The exhibition, which is called Rhythms and Riffs takes place in The Edward James Studios and opens with a special Preview with drinks on Friday, August 23 2019, between 5 - 8pm and continues until Wednesday, September 4 2019, between 10am - 5pm in The Edward James Studios, West Dean College of Arts and Conservation (use Gardens entrance) PO18 0RX.
Graham, former Head of Photography at Central St Martins College of Art, commented: "In the Gardens, I have been drawn to photograph (using medium format film and traditional processes) the visual notes and chords that together comprise the wonderful composition created over the past three decades by Jim Buckland and Sarah Wain."
He continues: "Here in the house at West Dean I have referred to its Surrealist past in homage to the movement supported and encouraged by Edward James."
Graham is no stranger to house interiors, having previously been commissioned to make work in houses such as Kettles Yard, Cambridge; Blackwell, The Arts and Craft House in Cumbria and The Artists House in the New Art Centre, Salisbury. A similar appeal prompted an exhibition at Snape Maltings, the renowned concert hall, where print sales generated just over £5,000 towards a new smaller auditorium. Graham's work is included in collections in the UK, Europe and America.

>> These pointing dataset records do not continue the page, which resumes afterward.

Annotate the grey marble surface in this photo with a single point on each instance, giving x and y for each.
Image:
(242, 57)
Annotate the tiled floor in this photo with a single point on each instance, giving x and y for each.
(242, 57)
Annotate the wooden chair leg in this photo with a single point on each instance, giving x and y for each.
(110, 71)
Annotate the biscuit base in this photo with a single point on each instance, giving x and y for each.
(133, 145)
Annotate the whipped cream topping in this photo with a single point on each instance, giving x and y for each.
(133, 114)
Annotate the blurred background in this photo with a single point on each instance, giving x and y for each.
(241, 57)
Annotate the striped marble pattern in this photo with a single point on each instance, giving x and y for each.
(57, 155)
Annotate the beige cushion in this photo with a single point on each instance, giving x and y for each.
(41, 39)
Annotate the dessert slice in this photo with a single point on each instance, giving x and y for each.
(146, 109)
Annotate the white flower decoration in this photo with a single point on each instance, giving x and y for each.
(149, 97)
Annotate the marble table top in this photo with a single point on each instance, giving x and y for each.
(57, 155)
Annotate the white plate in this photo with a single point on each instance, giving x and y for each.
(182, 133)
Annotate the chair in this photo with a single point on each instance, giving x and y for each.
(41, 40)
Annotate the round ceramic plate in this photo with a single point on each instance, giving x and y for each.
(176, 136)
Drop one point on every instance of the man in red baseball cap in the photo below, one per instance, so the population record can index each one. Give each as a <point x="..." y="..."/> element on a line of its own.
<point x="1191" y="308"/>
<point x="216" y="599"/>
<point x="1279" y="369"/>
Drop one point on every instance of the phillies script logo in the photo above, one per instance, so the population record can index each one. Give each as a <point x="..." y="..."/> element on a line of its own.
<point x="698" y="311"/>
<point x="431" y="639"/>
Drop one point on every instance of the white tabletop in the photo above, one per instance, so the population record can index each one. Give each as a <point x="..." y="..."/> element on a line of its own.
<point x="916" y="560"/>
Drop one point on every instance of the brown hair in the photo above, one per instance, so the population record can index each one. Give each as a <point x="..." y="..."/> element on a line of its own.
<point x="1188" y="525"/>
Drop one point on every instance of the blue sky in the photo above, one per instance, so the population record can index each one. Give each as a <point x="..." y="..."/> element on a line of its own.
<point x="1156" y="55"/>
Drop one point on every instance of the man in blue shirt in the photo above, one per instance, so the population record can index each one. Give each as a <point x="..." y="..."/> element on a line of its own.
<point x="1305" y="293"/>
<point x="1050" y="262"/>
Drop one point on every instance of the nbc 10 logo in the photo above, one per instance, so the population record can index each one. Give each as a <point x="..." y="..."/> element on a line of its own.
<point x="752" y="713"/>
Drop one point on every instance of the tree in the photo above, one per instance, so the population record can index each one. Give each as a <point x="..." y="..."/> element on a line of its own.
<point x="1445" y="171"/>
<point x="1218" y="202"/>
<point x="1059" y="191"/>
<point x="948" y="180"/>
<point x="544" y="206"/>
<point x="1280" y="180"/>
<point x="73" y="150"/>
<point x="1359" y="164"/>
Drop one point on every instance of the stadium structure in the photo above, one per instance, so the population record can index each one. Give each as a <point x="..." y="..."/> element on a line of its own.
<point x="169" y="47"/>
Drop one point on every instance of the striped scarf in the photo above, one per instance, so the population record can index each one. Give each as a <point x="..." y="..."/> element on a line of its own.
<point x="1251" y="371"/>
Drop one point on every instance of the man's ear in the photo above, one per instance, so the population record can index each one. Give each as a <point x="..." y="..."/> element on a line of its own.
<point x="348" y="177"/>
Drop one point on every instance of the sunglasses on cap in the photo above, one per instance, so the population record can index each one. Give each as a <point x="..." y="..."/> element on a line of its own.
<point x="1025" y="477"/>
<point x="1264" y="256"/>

West Dean's magnificent Grade II Listed Glasshouses built during the 1890s by Foster and Pearson, were at the forefront of Victorian technology. After the Great Storm of 1987, one of the first jobs was to restore all 13 glasshouses to full working order. However, 30 years on and the warm and damp conditions created in a glasshouse contribute to its own decay. Nine out of the thirteen glasshouses have now been fully restored, and work to the final four is planned for this year, however £29,000 is left to raise to finish the project in its entirety.